O presidente do Irã, Mahmoud Ahmadinejad, afirmou nesta terça-feira que seu país retomará em setembro as negociações com as grandes potências sobre seu polêmico programa nuclear, mas acrescentou que o Irã quer que o Brasil e a Turquia participem nessas conversações, indicou nesta terça-feira um canal de tv iraniano em inglês, o Press-TV.

Segundo a fonte, o presidente iraniano insiste na participação do Brasil e da Turquia nas negociações que, no momento, não têm data ou local marcados.

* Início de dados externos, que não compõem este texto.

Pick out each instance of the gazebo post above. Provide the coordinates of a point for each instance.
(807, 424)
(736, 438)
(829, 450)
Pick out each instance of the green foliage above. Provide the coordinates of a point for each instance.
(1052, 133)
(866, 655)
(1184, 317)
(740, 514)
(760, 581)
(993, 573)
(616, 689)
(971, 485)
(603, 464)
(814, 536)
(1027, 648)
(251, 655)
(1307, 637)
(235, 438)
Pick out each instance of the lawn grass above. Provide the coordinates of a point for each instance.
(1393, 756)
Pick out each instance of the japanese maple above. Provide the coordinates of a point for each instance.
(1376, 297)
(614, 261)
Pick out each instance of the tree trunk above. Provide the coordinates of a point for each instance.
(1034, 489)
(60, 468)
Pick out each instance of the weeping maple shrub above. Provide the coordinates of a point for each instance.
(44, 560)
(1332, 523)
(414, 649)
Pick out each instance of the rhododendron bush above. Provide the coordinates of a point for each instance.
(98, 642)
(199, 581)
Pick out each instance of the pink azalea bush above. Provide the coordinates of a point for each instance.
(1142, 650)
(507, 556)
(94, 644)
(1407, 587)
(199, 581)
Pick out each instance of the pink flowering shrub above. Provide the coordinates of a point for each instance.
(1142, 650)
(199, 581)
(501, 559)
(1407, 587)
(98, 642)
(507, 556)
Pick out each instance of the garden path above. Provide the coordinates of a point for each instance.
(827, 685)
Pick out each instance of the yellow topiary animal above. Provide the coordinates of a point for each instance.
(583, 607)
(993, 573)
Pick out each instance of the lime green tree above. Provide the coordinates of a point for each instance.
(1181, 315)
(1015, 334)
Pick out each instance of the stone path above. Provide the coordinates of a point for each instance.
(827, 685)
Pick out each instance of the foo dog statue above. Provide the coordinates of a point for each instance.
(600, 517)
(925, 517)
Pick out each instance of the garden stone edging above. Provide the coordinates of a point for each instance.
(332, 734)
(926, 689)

A publicação desses comentários acontece um dia depois da adoção de um novo pacote de sanções por parte da União Europeia (UE) , destinadas a pressionar as autoridades iranianas para que adotem uma posição mais flexível. O governo canadense, assim como os Estados Unidos e a Austrália anteriormente, também anuncou medidas similares.

Em 9 de junho, a ONU adotou uma quarta série de sanções contra o Irã. Em represália, no fim de junho, o presidente iraniano anunciou um congelamento de dois meses do diálogo.

Na última segunda-feira, a Agência Internacional de Energia Atômica confirmou que recebeu a resposta de Teerã aos questionamentos do Grupo de Viena (Estados Unidos, Rússia e França) sobre a proposta de troca de combustível nuclear feita pelo Brasil, Turquia e a República Islâmica.

"O diretor-geral da Agência Internacional de Energia Atômica, Yuyika Amano, recebeu hoje (segunda-feira) uma carta do governo iraniano sobre o fornecimento de combustível nuclear para o reator de pesquisa de Teerã", indicou Gill Tudor, porta-voz do organismo.

"A carta foi transmitida aos governos francês, russo e americano, assim como aos governos brasileiro e turco", acrescentou.